Unlike his predecessors, Aurangzeb managed to succumb to death in 1707 A.D. not at the hand of his own progeny, but simply due to old age and ill health. In his book, New History of India, author Stanley Wolpert writes:
"…the conquest of the Deccan, to which [Aurangzeb] devoted the last 26 years of his life, was in many ways a Pyrrhic victory, costing an estimated hundred thousand lives a year during its last decade of futile chess game warfare...The expense in gold and rupees can hardly be accurately estimated. [Aurangzeb]'s moving capital alone -- a city of tents 30 miles in circumference, some 250 bazaars, with a 1/2 million camp followers, 50,000 camels and 30,000 elephants, all of whom had to be fed, stripped peninsular India of any and all of its surplus grain and wealth... Not only famine but bubonic plague arose...Even [Aurangzeb] had ceased to understand the purpose of it all by the time he… was nearing 90... "I came alone and I go as a stranger.
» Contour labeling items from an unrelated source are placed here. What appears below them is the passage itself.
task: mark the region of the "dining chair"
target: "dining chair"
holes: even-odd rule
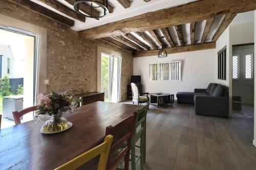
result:
[[[134,102],[137,103],[138,105],[141,103],[146,103],[150,101],[148,98],[148,93],[141,93],[139,91],[139,89],[136,84],[133,83],[131,83],[132,86],[132,93],[133,94],[133,105]],[[142,96],[141,95],[146,94],[146,96]]]
[[[98,146],[75,157],[69,162],[58,167],[55,170],[76,169],[83,164],[100,155],[98,164],[98,170],[106,169],[108,158],[113,141],[113,136],[109,135],[105,137],[104,142]]]
[[[136,116],[131,143],[131,161],[132,170],[136,169],[136,163],[139,160],[140,161],[140,169],[143,169],[143,162],[145,157],[145,155],[144,155],[144,149],[145,147],[145,141],[144,139],[146,135],[146,114],[150,102],[147,102],[145,106],[140,109],[138,109],[137,113],[135,113]],[[136,143],[140,139],[140,145],[137,145]],[[136,155],[136,148],[140,150],[139,155]]]
[[[111,134],[114,136],[106,169],[117,169],[123,161],[124,170],[129,169],[131,141],[136,116],[134,114],[114,127],[106,128],[106,135]]]
[[[24,109],[19,111],[14,111],[14,112],[12,112],[12,115],[13,115],[13,118],[14,119],[15,125],[17,125],[21,124],[20,117],[23,116],[24,114],[37,110],[37,107],[38,106],[34,106]]]

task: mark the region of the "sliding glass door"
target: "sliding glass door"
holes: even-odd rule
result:
[[[105,92],[105,102],[119,101],[121,62],[120,57],[101,53],[100,90]]]

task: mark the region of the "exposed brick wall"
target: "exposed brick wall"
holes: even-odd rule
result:
[[[48,92],[96,91],[99,45],[122,53],[121,99],[126,99],[126,85],[133,74],[132,53],[100,40],[83,39],[68,26],[9,1],[0,1],[0,13],[47,29]]]

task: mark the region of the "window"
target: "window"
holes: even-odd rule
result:
[[[218,79],[226,80],[226,51],[225,46],[218,53]]]
[[[181,80],[181,61],[149,65],[150,81]]]
[[[251,79],[253,78],[252,54],[246,54],[245,57],[245,79]]]
[[[169,80],[169,63],[160,63],[159,69],[159,80]]]
[[[150,81],[157,80],[158,64],[150,64]]]
[[[170,80],[181,80],[181,61],[172,62],[170,67]]]
[[[232,78],[236,80],[239,79],[239,57],[238,55],[233,56],[232,58]]]

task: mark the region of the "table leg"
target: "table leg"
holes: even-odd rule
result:
[[[146,119],[145,121],[145,128],[144,129],[144,143],[143,143],[143,163],[146,163]]]

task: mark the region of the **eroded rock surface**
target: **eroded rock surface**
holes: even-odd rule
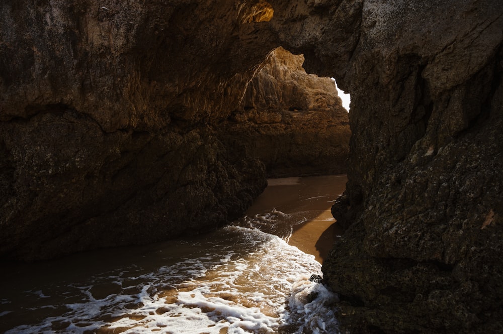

I do not know who I am, nor what I have been doing," the dying old man confessed to his son in February 1707. "I have sinned terribly, and I do not know what punishment awaits me." [1]
Having alienated many of his children and wives, driving some into exile and imprisoning others, Aurangzeb died in Ahmednagar in February 1707 at the age of 88. He was succeeded by his son Bahadur Shah I, under whose brief five-year rule, the Mughal Empire's dying ember burnt out.
Some historians claim that Bahadur Shah's failed court was due to the son's poor leadership qualities and lack of military acumen, which on top of the excesses Aurangzeb had burdened the empire down with, had bled the court of much of its wealth. Others say that Bahadur Shah achieved much during those brief five years, particularly given that he was himself an old man of 63 by the time he came to power. He managed to negotiate settlements with the Marathas, calm the angry Rajputs, and establish more friendly relations with the Sikhs in the Punjab.
While the damage that had been wrought by the Mughals in India over the nearly 190 years from the time of Babur's arrival until the close of Bahadur Shah's reign could not be undone, there was at least a slow unwinding of the vicious mood that had reached its peak during Aurangzeb's reign.
By the time of his death, many of Aurangzeb's relatives, like his nephew Sulaiman Shikoh, son of his eldest brother, Prince Dara, had become more interested in pursuing Indian arts and translating Vedic classics like the Upanishads into Persian, than they were interested in destroying temples and trying to assert power over the local Hindus.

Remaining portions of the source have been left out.